Re: How to prepare different image sizes for classification?

PostPosted: Wed Feb 27, 2019 6:03 am
by vedika31
(1) Large-batch size
In theory, a larger mini-batch size should help the network converge to a better minimum and therefore better final accuracy. People usually get stuck here because of GPU memory, since the biggest consumer GPUs one can buy only go up to 12GB (for the Titan X) and 16GB on the cloud (for the V100). There are 2 ways we can get around that challenge:
(1) Distributed training: Split up your training over multiple GPUs. on each training step, your batch will be split up across the available GPUs. For example, if you have a batch size of 8 and 8 GPUs, then each GPU will process one image. You’ll then combine all the gradients and outputs at the end. You do take a small hit from the data transfer between GPUs, but still gain a big speed boost from the parallel processing. This functionality is supported right out of the box in many deep learning libraries, including Keras
(2) Changing the batch and image size during training: Part of the reason why many research papers are able to report the use of such large batch sizes is that many standard research datasets have images that aren’t very big. When training networks on ImageNet for example, most state-of-the-art network used crops between 200 and 350; of course they can have large batches with such small image sizes! In practice, due to current camera technology, most of the time we are working with images that are 1080p or at least not too far off from it.
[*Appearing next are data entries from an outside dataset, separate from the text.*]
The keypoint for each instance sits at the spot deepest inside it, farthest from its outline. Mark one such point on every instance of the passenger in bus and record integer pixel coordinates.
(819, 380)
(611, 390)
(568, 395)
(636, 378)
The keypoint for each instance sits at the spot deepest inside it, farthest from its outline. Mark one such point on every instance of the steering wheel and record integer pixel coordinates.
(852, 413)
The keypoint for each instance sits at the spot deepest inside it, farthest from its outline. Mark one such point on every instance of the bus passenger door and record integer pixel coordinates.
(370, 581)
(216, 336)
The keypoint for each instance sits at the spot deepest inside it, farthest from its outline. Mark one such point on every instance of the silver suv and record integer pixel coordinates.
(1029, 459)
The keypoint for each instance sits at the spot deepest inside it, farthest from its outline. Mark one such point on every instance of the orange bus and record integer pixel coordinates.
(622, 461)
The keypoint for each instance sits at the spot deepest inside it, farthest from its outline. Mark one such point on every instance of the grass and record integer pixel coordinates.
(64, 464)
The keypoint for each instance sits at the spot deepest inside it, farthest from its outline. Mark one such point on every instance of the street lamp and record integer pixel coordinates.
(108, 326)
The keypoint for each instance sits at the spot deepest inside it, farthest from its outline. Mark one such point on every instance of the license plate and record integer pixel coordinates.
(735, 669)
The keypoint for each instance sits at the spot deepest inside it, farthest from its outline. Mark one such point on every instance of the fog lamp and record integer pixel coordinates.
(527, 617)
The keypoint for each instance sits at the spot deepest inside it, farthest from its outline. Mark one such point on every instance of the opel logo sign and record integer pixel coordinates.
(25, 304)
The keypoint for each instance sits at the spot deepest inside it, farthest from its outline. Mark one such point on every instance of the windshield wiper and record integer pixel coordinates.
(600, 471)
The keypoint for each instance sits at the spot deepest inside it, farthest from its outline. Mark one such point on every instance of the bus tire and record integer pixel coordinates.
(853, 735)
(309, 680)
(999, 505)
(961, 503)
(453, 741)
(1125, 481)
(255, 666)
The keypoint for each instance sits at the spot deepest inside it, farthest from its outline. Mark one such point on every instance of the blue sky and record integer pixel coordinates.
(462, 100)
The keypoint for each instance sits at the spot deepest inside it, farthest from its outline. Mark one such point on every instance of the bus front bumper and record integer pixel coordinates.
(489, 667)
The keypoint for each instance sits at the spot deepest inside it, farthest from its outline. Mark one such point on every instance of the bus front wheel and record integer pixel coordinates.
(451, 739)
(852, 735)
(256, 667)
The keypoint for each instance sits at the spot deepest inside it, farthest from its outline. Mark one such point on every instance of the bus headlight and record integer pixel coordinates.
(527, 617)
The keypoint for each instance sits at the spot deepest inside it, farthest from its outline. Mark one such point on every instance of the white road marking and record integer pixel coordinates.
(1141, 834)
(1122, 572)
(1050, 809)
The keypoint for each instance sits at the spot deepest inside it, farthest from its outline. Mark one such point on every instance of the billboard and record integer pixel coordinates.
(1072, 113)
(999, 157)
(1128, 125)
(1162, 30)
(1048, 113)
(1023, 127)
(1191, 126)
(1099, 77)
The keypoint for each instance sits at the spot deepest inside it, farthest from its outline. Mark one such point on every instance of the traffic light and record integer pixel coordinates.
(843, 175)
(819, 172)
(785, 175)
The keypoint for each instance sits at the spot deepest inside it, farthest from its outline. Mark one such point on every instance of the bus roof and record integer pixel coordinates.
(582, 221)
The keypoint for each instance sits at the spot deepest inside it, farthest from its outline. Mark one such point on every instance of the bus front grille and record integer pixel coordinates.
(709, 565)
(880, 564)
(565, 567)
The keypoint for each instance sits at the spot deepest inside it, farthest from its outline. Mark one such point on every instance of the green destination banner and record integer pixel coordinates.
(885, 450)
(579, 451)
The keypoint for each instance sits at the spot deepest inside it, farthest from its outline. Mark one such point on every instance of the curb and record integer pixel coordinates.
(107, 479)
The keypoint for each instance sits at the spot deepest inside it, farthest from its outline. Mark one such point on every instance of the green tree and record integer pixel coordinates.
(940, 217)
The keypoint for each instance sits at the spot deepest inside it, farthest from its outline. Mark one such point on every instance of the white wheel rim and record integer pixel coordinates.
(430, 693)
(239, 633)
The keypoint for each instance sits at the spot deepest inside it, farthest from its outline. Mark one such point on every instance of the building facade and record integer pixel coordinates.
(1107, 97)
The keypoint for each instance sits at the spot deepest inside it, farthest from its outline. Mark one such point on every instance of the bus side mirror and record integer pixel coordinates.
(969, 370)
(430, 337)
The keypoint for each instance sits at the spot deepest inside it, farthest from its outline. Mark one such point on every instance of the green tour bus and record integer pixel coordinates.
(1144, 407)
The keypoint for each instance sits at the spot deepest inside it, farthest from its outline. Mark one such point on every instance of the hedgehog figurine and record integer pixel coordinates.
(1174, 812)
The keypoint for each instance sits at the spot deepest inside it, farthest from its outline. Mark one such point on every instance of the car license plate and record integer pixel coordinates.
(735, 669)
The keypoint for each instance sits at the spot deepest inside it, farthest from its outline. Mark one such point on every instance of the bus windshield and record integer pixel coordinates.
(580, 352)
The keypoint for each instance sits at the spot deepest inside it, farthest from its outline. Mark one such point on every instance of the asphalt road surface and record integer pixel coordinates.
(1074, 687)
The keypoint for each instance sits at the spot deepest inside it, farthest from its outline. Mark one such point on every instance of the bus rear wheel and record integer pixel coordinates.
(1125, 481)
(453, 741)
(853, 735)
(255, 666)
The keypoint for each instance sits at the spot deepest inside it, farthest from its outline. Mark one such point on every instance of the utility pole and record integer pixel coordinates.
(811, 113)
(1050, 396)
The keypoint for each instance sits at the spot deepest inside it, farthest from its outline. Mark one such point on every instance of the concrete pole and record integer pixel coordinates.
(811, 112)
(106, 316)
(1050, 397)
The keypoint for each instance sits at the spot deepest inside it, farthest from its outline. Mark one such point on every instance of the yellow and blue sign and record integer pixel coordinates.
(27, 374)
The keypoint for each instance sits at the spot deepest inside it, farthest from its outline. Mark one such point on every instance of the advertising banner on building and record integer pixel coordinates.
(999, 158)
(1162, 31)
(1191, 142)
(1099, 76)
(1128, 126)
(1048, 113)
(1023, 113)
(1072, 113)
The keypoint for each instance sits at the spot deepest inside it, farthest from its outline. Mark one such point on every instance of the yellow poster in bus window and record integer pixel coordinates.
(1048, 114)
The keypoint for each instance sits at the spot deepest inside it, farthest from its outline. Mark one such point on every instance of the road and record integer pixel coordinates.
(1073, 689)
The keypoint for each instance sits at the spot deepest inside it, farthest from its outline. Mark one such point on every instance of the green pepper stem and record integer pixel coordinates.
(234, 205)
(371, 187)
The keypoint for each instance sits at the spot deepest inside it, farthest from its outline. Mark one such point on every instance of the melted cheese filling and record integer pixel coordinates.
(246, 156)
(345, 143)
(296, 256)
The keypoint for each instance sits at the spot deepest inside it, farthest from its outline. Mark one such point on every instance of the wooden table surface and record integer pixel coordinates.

To get around this small bump in the road, you can start off your training with smaller images and larger batch size. Do this by downsampling your training images. You’ll then be able to fit many more of them into one batch. With the large batch size + small images you should be able to already get some decent results. To complete the training of your network, fine tune it with a smaller learning rate and large images with a smaller batch size. This will get the network to re-adapt to the higher resolution and the lower learning rate keeps the network from jumping away from the good minimum found from the large batch. As a result, your network is able to get to a good minimum from the large batch training and works well on your high-resolution images from the fine tuning.